“Dead space” exists at an intersection – The snow clearers (DDOT snow clearing trucks and household shovelers) only clear what is necessary to move effectively, giving us an opportunity to “reshape” the roads. Therefore, the trucks usually clear one or two lanes, and typically follow a straight path leaving the “dead space” at the corners. Traffic calming elements such as bulb-outs are effectively the same thing and generally more pleasant than wasted asphalt.
Tighter turning radii really does slow traffic down. Tightening the turning radii on curbs forces cars to slow down to navigate the turn. This can typically be achieved with bulbouts or better engineering. Regardless, it’s been great to watch people slow down to take curves.
Narrower lane widths slow traffic, too. The highway isn’t necessarily moving slower because of snow (unless you are riding with a scaredy cat snow driver like me) – the snow plow can only reach so wide, maybe 10 feet max. Highway lanes are around 12 feet wide. The lane is cleared enough for your car to go through, not for you to reach maximum speeds. With as much snowfall as we’ve received, it may be better to stick to inside lanes on the beltway so the snow barrier doesn’t slow you down.
Fewer cars on the road compensate for slower speeds. Our offices were open on Monday and most people had no trouble getting in once they got to a main road. Lesson here is that fewer cars on the road – even by just a little percentage – makes a huge difference. I’m talking to you, Federal employees with free parking.
Speed humps need to be seen to be effective. Our neighborhood street has speed humps in a few places. Before the asphalt surfaced from under the snow, people were unaware of the speed hump. It was fun to watch cars hit it pretty quickly in the snow.
Snow acts as a natural barrier for pedestrians. Streetscape designers talk a lot about barriers between the street and sidewalks. This is usually accomplished by parallel or angled parking, but plowed snow works just as effectively. There is a sense of protection that is not only comforting, but beautiful.
Natural pedestrian paths emerge. While snow barriers are nice, they aren’t so great when crossing the street. While you expect them at corners, other pathways start to emerge. As planners we should pay attention to this. A great example that we use for college campuses is do not put doors and grand entrances at midblock if you do not want folks jaywalking. The bottom photo is a great example.
Pedestrian bottle necks emerge. During my morning commute, I pass the Farragut North metro stop on the RedLine –the busiest line in the city getting off at one of the busiest commuter stops in the city. All those people usually take up large sidewalk widths to cross (just like you see in generic NYC street photos). However, when the snowplow cuts pedestrians off from crossing the street, and only one narrow path has emerged, there are pedestrian bottle necks. Nothing too major as everyone has been able to make it across with a little patience, but this just goes to show that even on foot snow can slow you down. And the reason for wider sidewalks near metro stations.

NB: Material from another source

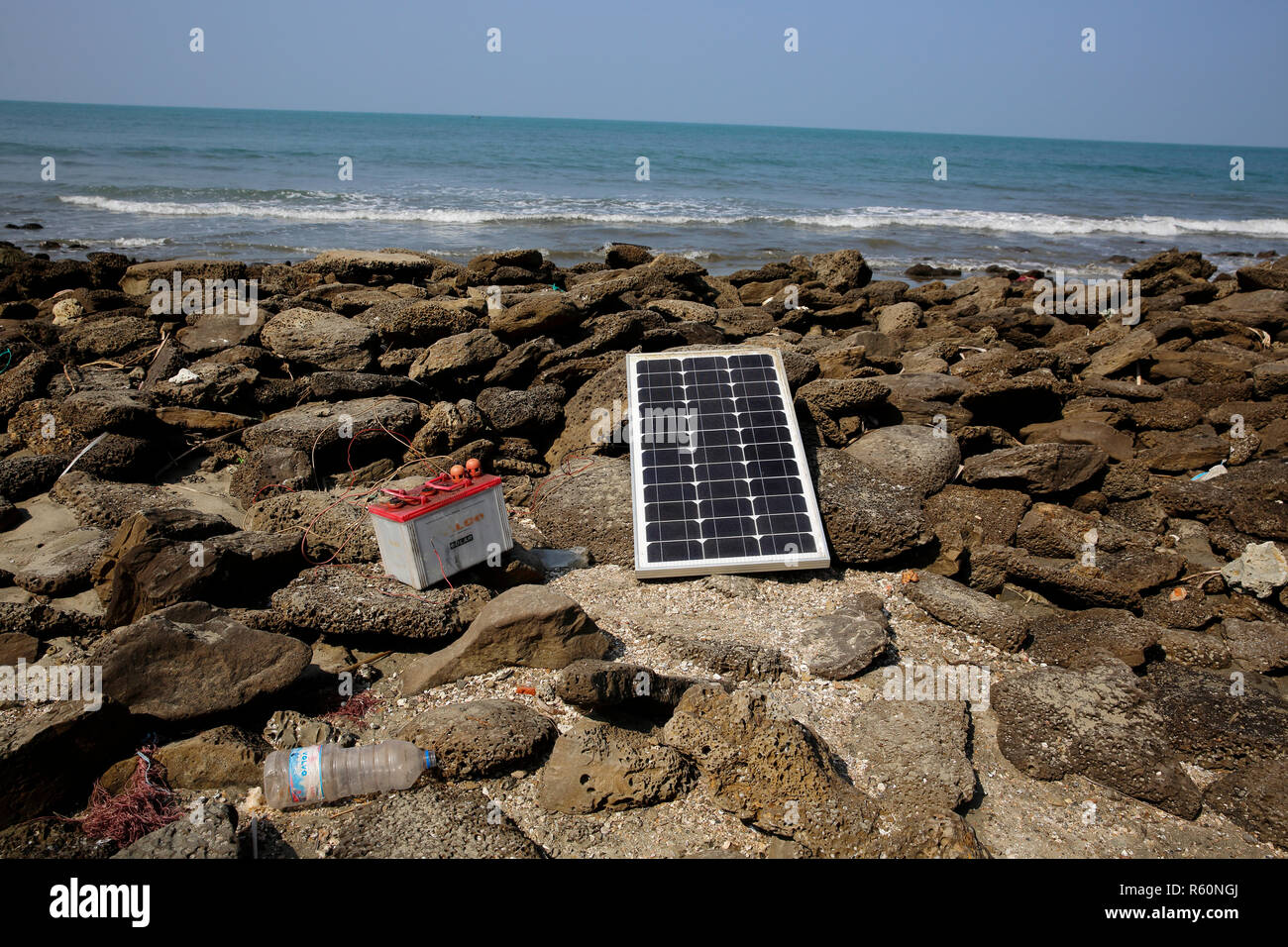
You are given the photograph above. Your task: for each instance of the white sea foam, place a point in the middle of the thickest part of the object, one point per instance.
(645, 214)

The Metro is not invincible. On Saturday, Sunday and for a bit on Monday morning Metro closed its above ground stations because the snow was just too deep. Metrobus shut down completely for a bit, then gradually started reactivating routes over a few days. The city suddenly became much smaller for folks depending on WMATA (Metro) and other area public transit agencies. This was a great reminder how much this city really depends on WMATA and the folks who operate it and how much transportation really is a network of modes.